Node: Feature request: Crypto APIs should optionally return bigints

Created on 25 Sep 2018 · 25Comments · Source: nodejs/node

Now that bigint support is part of V8, the crypto APIs should be updated to optionally return bigints instead of buffers.

I've done a bit of testing with N-API and get significantly increased performance, something like 3-4x depending on the algorithm involved, even though I'm using OpenSSL just as Node is to do the hashing: https://github.com/no2chem/bigint-hash

It also seems that providing a one-shot hashing implementation (which just hashes a buffer instead of allocating a Hash object) would improve hashing performance as well.

I'm happy to take a look at submitting a PR for this if this is something that makes sense for node.

crypto feature request

Source

no2chem

👍1

Most helpful comment

Which crypto operations are commonly used to actually produce bigints?

Anything that produces a hash, key or ciphertext? We currently output strings or buffers but they can easily be restated as bigints. Whether that's useful is another question; I'm undecided.

Some of tls.TLSSocket#getPeerCertificate()'s properties are really just numbers even though we encode them as strings or buffers, e.g., .pubkey, .fingerprint, .serialNumber, etc.

There are probably more examples.

will most likely introduce side-channel vulnerabilities since comparing bigints is not timing-safe

Good point. It should be possible to teach crypto.timingSafeEqual() about bigints. We can unbox them to bitstrings with v8::BigInt::ToWordsArray() and then treat them like we do buffers.

Open question: are other relational operators besides equality needed?

Interesting side question: can two different bitstrings encode the same number or is there a canonical encoding? They're trimmed of leading zeroes, so... yes? Needs more research.

bnoordhuis on 8 Oct 2018

❤1 👍1

All 25 comments

cc @nodejs/crypto

Now that bigint support is part of V8, the crypto APIs should be updated to optionally return bigints instead of buffers.
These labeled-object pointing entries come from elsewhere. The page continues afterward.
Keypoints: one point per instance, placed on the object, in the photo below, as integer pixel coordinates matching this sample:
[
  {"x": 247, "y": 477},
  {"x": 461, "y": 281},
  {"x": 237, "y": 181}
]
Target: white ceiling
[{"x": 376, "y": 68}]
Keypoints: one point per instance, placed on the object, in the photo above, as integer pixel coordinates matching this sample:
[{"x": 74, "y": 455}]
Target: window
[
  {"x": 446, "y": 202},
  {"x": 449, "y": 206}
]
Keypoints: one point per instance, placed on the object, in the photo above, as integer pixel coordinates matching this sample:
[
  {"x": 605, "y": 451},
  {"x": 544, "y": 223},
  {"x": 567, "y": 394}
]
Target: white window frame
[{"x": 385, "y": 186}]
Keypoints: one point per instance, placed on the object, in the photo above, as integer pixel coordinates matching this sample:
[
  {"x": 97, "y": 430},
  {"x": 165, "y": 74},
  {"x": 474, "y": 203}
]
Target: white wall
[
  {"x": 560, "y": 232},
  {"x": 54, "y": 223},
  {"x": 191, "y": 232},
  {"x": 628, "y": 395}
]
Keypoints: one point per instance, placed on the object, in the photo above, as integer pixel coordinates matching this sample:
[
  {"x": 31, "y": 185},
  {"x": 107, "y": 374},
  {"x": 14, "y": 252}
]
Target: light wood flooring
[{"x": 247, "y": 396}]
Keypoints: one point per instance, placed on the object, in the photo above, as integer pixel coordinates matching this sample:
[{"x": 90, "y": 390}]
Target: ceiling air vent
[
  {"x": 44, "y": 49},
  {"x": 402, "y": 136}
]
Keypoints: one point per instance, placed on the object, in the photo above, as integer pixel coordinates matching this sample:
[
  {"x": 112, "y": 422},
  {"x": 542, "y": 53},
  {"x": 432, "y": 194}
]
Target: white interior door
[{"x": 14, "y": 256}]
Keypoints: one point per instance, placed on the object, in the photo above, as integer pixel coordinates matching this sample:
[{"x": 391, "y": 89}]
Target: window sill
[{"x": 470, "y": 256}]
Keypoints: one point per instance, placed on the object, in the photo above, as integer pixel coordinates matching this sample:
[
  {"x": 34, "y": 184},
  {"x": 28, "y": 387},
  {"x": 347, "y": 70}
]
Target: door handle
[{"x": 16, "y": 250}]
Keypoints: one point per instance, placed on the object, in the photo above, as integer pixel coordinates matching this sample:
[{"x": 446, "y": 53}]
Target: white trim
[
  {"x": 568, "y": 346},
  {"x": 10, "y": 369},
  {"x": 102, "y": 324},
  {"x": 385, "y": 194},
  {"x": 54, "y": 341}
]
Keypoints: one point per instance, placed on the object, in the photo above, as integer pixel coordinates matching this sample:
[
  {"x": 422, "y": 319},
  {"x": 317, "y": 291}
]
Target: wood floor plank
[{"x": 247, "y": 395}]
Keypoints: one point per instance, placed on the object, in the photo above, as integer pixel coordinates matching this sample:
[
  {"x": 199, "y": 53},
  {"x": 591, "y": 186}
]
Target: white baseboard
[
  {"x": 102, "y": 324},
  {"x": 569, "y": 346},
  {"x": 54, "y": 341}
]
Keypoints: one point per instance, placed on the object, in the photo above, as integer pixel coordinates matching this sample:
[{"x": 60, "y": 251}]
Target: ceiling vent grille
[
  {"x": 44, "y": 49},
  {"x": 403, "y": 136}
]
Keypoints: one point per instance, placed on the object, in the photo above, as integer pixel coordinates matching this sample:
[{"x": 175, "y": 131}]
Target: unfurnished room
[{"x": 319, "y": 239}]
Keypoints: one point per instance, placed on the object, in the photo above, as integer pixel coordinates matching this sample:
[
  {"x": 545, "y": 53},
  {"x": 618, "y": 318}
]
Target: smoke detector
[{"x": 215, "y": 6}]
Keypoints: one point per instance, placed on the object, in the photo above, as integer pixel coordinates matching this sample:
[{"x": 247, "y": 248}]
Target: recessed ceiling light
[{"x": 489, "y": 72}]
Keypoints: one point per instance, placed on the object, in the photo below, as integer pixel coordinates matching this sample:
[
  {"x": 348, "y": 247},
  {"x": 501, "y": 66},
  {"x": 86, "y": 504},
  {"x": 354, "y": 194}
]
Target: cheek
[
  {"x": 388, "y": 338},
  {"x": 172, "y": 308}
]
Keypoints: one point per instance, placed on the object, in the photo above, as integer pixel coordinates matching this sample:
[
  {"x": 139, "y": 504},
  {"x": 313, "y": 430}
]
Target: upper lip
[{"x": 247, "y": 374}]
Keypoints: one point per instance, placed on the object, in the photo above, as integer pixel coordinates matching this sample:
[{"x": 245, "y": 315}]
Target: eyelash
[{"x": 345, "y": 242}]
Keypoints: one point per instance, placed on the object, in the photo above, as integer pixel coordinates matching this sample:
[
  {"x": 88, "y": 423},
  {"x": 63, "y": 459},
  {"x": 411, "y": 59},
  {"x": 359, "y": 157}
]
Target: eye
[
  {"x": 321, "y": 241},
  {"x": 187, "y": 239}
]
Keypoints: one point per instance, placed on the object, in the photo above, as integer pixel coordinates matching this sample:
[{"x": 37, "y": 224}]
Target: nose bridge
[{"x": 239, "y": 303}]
One problem with bigints is that people might try to use them in order to increase performance by computing hash values as bigints and then comparing them, which will most likely introduce side-channel vulnerabilities since comparing bigints is not timing-safe. How would we compensate for that?
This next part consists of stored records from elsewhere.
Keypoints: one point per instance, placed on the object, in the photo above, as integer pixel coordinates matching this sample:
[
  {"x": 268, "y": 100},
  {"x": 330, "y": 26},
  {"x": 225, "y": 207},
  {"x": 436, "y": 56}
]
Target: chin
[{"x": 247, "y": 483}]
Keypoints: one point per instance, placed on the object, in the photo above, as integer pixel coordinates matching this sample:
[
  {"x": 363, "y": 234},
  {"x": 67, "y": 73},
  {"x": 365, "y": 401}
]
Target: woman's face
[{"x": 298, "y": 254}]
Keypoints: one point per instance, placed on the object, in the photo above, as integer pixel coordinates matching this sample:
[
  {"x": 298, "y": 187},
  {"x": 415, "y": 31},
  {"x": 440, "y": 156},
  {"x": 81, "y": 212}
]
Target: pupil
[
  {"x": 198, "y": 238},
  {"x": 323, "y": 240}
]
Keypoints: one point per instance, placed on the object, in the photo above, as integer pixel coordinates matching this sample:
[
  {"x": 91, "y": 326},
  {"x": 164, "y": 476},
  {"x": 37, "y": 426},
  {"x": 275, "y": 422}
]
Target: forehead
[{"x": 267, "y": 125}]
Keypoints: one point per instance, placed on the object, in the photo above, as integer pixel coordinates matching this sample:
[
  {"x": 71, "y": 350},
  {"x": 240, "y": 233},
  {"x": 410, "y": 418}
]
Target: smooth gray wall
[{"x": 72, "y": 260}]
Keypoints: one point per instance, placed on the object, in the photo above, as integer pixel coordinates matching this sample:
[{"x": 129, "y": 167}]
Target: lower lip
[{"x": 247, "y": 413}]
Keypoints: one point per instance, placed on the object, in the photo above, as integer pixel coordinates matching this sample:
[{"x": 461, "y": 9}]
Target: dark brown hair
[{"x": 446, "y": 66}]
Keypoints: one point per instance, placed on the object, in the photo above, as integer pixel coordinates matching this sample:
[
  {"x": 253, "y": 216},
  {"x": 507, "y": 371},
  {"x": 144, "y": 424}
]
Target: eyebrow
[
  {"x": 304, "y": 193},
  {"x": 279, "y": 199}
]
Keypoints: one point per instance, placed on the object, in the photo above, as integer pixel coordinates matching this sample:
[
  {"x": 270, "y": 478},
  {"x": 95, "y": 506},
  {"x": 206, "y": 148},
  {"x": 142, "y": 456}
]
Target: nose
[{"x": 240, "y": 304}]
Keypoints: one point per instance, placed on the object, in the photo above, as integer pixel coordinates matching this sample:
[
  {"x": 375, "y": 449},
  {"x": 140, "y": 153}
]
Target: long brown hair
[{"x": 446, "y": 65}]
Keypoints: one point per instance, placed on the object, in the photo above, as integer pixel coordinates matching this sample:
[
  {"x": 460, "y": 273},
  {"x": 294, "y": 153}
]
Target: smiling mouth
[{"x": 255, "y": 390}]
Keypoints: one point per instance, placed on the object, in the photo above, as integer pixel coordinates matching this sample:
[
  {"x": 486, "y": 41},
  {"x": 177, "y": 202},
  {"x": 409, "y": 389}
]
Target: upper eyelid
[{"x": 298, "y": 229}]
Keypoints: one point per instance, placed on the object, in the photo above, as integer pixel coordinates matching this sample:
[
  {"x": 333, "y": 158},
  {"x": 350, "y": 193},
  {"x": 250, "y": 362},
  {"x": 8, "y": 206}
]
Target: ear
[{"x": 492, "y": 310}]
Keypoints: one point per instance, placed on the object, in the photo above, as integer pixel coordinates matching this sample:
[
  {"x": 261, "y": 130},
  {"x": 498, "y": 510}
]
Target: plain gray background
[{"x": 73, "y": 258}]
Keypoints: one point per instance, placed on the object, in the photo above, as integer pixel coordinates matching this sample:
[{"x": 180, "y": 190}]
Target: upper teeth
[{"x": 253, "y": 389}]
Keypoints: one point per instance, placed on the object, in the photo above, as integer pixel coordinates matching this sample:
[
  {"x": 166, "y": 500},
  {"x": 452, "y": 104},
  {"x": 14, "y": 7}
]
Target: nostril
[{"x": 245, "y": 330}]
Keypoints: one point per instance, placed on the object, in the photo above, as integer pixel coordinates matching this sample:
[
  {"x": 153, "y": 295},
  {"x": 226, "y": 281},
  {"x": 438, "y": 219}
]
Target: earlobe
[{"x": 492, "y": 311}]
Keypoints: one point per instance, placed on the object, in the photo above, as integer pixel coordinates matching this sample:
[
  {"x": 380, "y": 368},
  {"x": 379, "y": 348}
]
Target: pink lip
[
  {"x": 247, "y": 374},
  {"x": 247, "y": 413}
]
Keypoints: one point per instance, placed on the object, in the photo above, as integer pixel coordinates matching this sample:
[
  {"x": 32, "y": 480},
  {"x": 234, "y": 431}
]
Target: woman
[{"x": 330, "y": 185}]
Let's leave performane aside for a moment: Which crypto operations are commonly used to actually produce bigints?

It also seems that providing a one-shot hashing implementation (which just hashes a buffer instead of allocating a Hash object) would improve hashing performance as well.
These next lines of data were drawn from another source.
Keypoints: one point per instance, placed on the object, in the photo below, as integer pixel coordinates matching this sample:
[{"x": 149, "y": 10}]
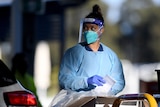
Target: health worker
[{"x": 85, "y": 65}]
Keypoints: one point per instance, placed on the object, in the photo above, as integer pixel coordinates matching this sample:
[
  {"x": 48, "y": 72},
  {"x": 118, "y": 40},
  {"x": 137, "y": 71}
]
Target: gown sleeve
[
  {"x": 118, "y": 75},
  {"x": 71, "y": 61}
]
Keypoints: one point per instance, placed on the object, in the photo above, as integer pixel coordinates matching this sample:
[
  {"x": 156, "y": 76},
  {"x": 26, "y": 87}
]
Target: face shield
[{"x": 88, "y": 20}]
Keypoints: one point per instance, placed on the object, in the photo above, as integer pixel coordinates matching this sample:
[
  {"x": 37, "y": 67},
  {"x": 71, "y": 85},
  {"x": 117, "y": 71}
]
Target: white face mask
[{"x": 88, "y": 20}]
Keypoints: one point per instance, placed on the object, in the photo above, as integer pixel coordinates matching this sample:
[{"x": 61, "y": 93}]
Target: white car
[{"x": 12, "y": 93}]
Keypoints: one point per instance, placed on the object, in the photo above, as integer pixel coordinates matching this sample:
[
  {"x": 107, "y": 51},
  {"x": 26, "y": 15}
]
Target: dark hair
[{"x": 96, "y": 13}]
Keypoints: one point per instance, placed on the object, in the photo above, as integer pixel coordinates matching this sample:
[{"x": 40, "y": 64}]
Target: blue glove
[{"x": 96, "y": 80}]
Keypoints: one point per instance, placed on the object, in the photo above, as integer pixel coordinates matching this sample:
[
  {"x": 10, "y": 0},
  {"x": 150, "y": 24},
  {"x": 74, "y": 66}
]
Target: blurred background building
[{"x": 132, "y": 30}]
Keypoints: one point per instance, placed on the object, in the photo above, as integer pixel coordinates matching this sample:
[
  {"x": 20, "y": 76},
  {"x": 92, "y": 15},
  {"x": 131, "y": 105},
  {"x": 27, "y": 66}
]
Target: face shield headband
[{"x": 88, "y": 20}]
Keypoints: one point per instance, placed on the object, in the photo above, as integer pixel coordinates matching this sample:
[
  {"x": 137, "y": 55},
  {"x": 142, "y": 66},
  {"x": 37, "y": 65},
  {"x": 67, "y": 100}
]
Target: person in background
[
  {"x": 85, "y": 65},
  {"x": 19, "y": 68}
]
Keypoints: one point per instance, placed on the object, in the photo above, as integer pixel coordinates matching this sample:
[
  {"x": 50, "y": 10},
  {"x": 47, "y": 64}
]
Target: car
[{"x": 12, "y": 93}]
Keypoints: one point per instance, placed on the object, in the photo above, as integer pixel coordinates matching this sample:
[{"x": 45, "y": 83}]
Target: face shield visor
[{"x": 88, "y": 20}]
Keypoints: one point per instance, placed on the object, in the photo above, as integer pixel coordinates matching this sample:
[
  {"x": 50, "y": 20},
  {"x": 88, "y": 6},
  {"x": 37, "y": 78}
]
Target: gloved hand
[{"x": 96, "y": 80}]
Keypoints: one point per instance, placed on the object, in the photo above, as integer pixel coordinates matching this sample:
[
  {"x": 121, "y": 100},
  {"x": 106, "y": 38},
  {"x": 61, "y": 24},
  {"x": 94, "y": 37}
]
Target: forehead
[{"x": 90, "y": 25}]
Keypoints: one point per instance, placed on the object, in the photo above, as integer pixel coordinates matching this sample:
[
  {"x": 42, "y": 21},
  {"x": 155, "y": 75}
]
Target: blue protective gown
[{"x": 80, "y": 62}]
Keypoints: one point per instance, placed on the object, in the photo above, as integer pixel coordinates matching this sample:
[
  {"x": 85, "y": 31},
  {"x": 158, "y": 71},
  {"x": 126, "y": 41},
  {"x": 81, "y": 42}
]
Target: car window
[{"x": 6, "y": 76}]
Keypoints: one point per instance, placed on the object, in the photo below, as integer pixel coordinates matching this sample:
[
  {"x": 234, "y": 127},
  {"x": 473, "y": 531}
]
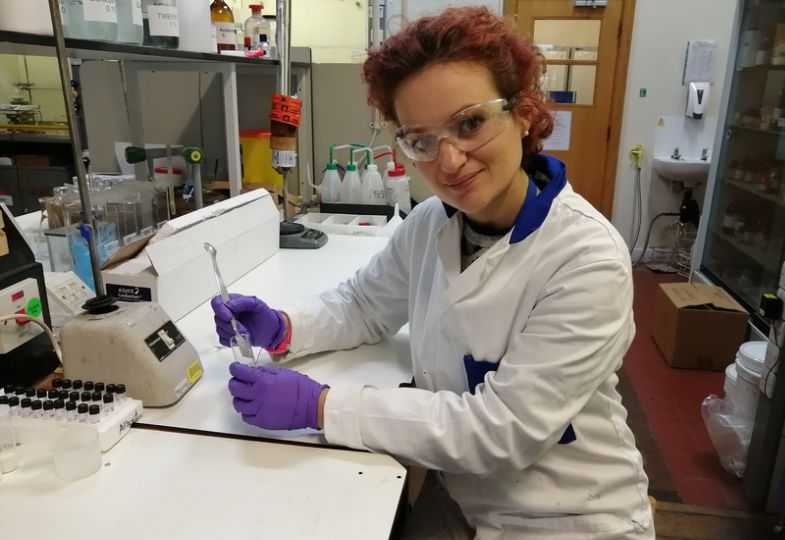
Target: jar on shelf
[
  {"x": 730, "y": 220},
  {"x": 161, "y": 23},
  {"x": 91, "y": 19}
]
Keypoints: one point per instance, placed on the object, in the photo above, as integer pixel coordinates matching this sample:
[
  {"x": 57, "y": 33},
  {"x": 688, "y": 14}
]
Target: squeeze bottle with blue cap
[
  {"x": 351, "y": 191},
  {"x": 373, "y": 191},
  {"x": 331, "y": 184}
]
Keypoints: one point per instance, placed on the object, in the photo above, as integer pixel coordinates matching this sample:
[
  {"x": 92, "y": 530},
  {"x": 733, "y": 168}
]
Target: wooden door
[{"x": 586, "y": 52}]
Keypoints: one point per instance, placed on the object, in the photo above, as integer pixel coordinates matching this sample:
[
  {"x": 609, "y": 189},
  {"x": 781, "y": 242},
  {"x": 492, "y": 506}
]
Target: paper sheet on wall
[
  {"x": 562, "y": 129},
  {"x": 699, "y": 64}
]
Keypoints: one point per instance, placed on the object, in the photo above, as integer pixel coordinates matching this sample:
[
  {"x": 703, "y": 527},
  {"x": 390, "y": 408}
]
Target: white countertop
[
  {"x": 282, "y": 279},
  {"x": 160, "y": 485}
]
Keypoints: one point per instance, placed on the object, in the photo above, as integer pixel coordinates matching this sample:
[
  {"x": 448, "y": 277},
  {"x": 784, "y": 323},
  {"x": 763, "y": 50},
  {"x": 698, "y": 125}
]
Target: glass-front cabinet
[{"x": 745, "y": 237}]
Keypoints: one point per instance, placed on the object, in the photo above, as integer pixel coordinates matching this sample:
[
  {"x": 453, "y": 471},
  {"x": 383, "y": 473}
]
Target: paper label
[
  {"x": 284, "y": 158},
  {"x": 100, "y": 10},
  {"x": 136, "y": 12},
  {"x": 164, "y": 21},
  {"x": 225, "y": 33}
]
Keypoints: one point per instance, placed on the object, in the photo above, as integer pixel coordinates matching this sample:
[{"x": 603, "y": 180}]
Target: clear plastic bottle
[
  {"x": 225, "y": 30},
  {"x": 161, "y": 23},
  {"x": 91, "y": 19},
  {"x": 130, "y": 28},
  {"x": 351, "y": 188},
  {"x": 331, "y": 184},
  {"x": 257, "y": 29}
]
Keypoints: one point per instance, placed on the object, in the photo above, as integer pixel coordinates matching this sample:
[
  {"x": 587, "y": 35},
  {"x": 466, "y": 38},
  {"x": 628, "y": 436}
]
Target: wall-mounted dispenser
[{"x": 697, "y": 99}]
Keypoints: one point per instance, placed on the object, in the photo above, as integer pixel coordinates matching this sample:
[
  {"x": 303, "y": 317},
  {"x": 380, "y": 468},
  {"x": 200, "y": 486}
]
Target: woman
[{"x": 519, "y": 299}]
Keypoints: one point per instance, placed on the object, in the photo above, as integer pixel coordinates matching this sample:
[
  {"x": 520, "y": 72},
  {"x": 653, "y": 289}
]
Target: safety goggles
[{"x": 467, "y": 130}]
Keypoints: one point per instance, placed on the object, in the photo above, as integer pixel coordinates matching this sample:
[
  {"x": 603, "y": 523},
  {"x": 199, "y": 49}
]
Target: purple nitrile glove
[
  {"x": 265, "y": 326},
  {"x": 275, "y": 398}
]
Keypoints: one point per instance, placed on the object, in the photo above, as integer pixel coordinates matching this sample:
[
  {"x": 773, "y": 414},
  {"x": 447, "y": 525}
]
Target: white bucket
[
  {"x": 730, "y": 379},
  {"x": 749, "y": 366}
]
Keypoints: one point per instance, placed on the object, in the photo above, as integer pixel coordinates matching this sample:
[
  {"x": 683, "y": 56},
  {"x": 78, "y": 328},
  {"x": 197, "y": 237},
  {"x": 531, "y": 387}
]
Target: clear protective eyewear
[{"x": 467, "y": 130}]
It obviously will. The current API was designed to allow hashing of arbitrarily large data streams. The same applies to createHash, createSign, createVerify, createCipher, createDecipher, createCipheriv, createDecipheriv and createHmac, but if we decided to add one-shot APIs, we would need to be really careful not to bloat the API surface with lots of functions.

tniessen on 29 Sep 2018

which will most likely introduce side-channel vulnerabilities since comparing bigints is not timing-safe

While true, I think that differences due to timing comparisons would be due to bit-width, and the digest (hash) size would be fixed by the algorithm chosen, which is going to be the same if you're comparing hashes. Besides, it's just as timing unsafe as comparing a Buffer, I really doubt that the timing performance is value dependent.

no2chem on 29 Sep 2018

For buffers, there is crypto.timingSafeEqual, but I'm not sure how easy it would be to adapt that to also work with bigints.

tniessen on 30 Sep 2018

I see, I stand corrected. It seems that the implementation in v8 currently just iterates over the digits:

bool BigInt::EqualToBigInt(BigInt* x, BigInt* y) {
  if (x->sign() != y->sign()) return false;
  if (x->length() != y->length()) return false;
  for (int i = 0; i < x->length(); i++) {
    if (x->digit(i) != y->digit(i)) return false;
  }
  return true;
}

Which seems quite vulnerable to timing attacks.

It seems though that this isn't easily measured. I performed some simple benchmarks:

bigint compare small: 169458328±0.53% ops/s 5.90±0.153 ns/op (91 runs)
bigint compare large: 168162980±1.36% ops/s 5.95±0.397 ns/op (93 runs)
bigint compare large 2vals: 169617690±0.28% ops/s 5.90±0.081 ns/op (96 runs)
bigint compare large with fewer bits: 168035082±1.03% ops/s 5.95±0.300 ns/op (92 runs)
bigint compare large with small: 168757732±0.35% ops/s 5.93±0.100 ns/op (92 runs)
bigint compare large with 1: 169567537±0.26% ops/s 5.90±0.075 ns/op (93 runs)
bigint compare small with 0: 168169244±0.82% ops/s 5.95±0.239 ns/op (92 runs)
bigint compare large with 0: 110366905±3.45% ops/s 9.06±1.417 ns/op (79 runs)

I don't know why comparison with 0 is slower for a large bigint (the length check should just return false), but practically speaking, measuring these time differences would be quite difficult, compared to string/buffer comparisons, which operate much slowly.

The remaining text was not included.